To solve the problem, we need to analyze the two sets \( A \) and \( B \) given in the question.
**Step 1: Define the sets.**
- Set \( A \) is defined as \( A = \{ x : x = 3^n - 2n - 1, n \in \mathbb{N} \} \)
- Set \( B \) is defined as \( B = \{ x : x = 4(n-1), n \in \mathbb{N} \} \)
**Step 2: Calculate elements of set \( A \) for \( n = 1, 2, 3, \ldots \)**
- For \( n = 1 \):
\[
x = 3^1 - 2 \cdot 1 - 1 = 3 - 2 - 1 = 0
\]
- For \( n = 2 \):
\[
x = 3^2 - 2 \cdot 2 - 1 = 9 - 4 - 1 = 4
\]
- For \( n = 3 \):
\[
x = 3^3 - 2 \cdot 3 - 1 = 27 - 6 - 1 = 20
\]
- For \( n = 4 \):
\[
x = 3^4 - 2 \cdot 4 - 1 = 81 - 8 - 1 = 72
\]
So, the first few elements of set \( A \) are \( \{ 0, 4, 20, 72, \ldots \} \).

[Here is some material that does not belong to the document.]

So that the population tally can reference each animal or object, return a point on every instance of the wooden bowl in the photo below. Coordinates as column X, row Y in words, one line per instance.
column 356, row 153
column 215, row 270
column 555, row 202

**Step 3: Calculate elements of set \( B \) for \( n = 1, 2, 3, \ldots \)**
- For \( n = 1 \):
\[
x = 4(1-1) = 4 \cdot 0 = 0
\]
- For \( n = 2 \):
\[
x = 4(2-1) = 4 \cdot 1 = 4
\]
- For \( n = 3 \):
\[
x = 4(3-1) = 4 \cdot 2 = 8
\]
- For \( n = 4 \):
\[
x = 4(4-1) = 4 \cdot 3 = 12
\]
So, the first few elements of set \( B \) are \( \{ 0, 4, 8, 12, \ldots \} \).
**Step 4: Compare the elements of sets \( A \) and \( B \)**
- From the calculated elements, we can see:
- \( 0 \in A \) and \( 0 \in B \)
- \( 4 \in A \) and \( 4 \in B \)
- \( 20 \in A \) but \( 20 \notin B \)
- \( 72 \in A \) but \( 72 \notin B \)
The elements of set \( A \) include numbers like \( 20 \) and \( 72 \) which are not in set \( B \).
**Step 5: Determine the relationship between sets \( A \) and \( B \)**
- Since not all elements of \( A \) are in \( B \), we conclude that \( A \) is not a subset of \( B \).
- However, since \( 0 \) and \( 4 \) are common in both sets, and \( B \) contains multiples of \( 4 \), we can see that \( A \) does contain some elements that are also in \( B \).
**Final Conclusion:**
- The correct relationship is that \( A \) is not a subset of \( B \) and \( B \) is not a subset of \( A \). Therefore, the correct option is that \( A \) and \( B \) share some elements but neither is a subset of the other.